Book a flight or a train or a camper van. Once that first commitment is made, you’ve turned the corner. Think of it as an investment in YOU. Now it’s time to research and plan the details.
Attitude is everything. Believe that you can and guess what? You can. This is your trip. OWN it. You will face both successes and mishaps. Roll with it. It never turns out exactly as planned.
Your vibe attracts your tribe. Right?
Smile before you frown. I have smiled and chirped, “Bonjour” or “Hola” at many strangers. I melt when the grumpiest face looks up and breaks into a grinning response.
If you go out into the world afraid that you will be robbed, cheated and scammed then… guess what? It’s likely to happen.
Of course, you need to be aware. A fearful attitude is not the same as awareness.
Check your vibe. Walk your path with grace and kindness. You will be so grateful when the energy you have put out comes flooding back into your life.
Worried about being lonely on a solo trip? Loneliness is a funny thing. When I feel this way, I remind myself that one can feel lonely in a large group or even in a relationship.
When you feel the need for others, take an organized day trip or a walking tour. Look online for meet-ups. I recently joined a photo meet-up in Paris and loved the company of other photographers. Often you will end up with a new connection or, at least, a few hours spent with people who have similar interests.
Have you tried staying in a hostel for a few nights? It’s another way to meet people of all age groups. How are you at conversing with 20-year-olds? 70-year-olds? You might not want to go on the pub crawl with the youngsters but there will be someone else looking for another option too.
Solitude. There is a fine line between loneliness and solitude.
Embrace your solitude. Sit in a park or a café. Listen. Watch the world around you. Bring your journal. Sink into yourself. How does it feel? Enjoy your own company. You’ve been together a heck of a long time by now.
Solo travel over 50! Today it is you and your agenda. You and no agenda. You and a blank slate for the day. No one else to please. Just yourself. You never know who or what is going to cross your path.
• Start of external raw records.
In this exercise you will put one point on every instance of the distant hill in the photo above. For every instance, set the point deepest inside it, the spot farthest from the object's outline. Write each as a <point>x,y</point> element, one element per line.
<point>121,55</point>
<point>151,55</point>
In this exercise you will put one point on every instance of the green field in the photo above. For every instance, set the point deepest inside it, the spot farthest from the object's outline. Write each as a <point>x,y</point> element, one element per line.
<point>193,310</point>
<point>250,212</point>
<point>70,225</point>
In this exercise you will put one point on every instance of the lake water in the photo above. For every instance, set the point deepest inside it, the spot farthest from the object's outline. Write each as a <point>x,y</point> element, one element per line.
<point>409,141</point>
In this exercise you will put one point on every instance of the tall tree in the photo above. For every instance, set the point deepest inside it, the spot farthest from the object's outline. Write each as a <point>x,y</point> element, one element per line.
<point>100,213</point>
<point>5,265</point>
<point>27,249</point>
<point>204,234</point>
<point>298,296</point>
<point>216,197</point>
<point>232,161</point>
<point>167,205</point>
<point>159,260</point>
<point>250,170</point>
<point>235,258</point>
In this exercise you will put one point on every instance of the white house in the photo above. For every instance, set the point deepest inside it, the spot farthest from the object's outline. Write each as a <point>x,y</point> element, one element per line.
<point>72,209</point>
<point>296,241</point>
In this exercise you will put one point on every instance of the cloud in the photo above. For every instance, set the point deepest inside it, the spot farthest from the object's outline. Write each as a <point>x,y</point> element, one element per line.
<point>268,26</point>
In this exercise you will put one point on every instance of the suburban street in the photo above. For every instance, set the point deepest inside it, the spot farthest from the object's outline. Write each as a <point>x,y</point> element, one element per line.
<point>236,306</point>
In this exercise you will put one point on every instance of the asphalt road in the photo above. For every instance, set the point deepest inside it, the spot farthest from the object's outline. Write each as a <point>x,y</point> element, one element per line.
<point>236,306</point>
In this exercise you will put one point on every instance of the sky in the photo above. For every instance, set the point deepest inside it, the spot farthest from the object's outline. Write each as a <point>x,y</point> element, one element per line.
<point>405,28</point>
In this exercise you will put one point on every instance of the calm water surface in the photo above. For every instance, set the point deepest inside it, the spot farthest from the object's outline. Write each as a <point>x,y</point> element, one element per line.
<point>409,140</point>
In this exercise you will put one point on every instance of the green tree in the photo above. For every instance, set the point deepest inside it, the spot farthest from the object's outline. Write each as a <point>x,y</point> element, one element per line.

Be open to serendipity. Yoga in the park? Birdwatching? Stand up in your space, with all your wisdom and life experience, and tailor each moment for YOU.
Table for One
Worried about eating solo? Bring your journal or a book to read, use the kindle app on your phone. It has taken me years to feel comfortable eating solo in a restaurant, especially at dinner. Now, I am better able to revel in my table for one, enjoy my meal and people watch. Watching people’s restaurant behaviours rivals Netflix!
Alternately, grab some regional food from the market and have a picnic. In your room. In a park. Slow down. Savour the local flavours.
Sometimes, like riding the Paris metro, it serves you well to have that determined look like you know exactly where you are going. But most people love helping others. Stuck? Turned around? Unable to decipher road signs? Ask. Someone will help.
The Web of Humanity
One of the biggest gifts of stepping out into the wider world is making new connections. With humans. All ages. All stages. All nationalities. All colours. Fleeting connections. Longer friendships. Reciprocal ones. It is a completely humbling experience hearing the woes and joys of other humans in Sri Lanka, Guatemala or Spain.
You are here. Thinking about solo travel over 50. Reading this. Planning. Or possibly sitting solo on a train in a foreign land. Celebrate the fears you quelled and the steps you took to get where you are. Celebrate your choices and sacrifices.
You only get one shot at life so I say, “Hell YES!” to all of it.
And wherever you go with your curious, alive spirit make sure you have travel insurance!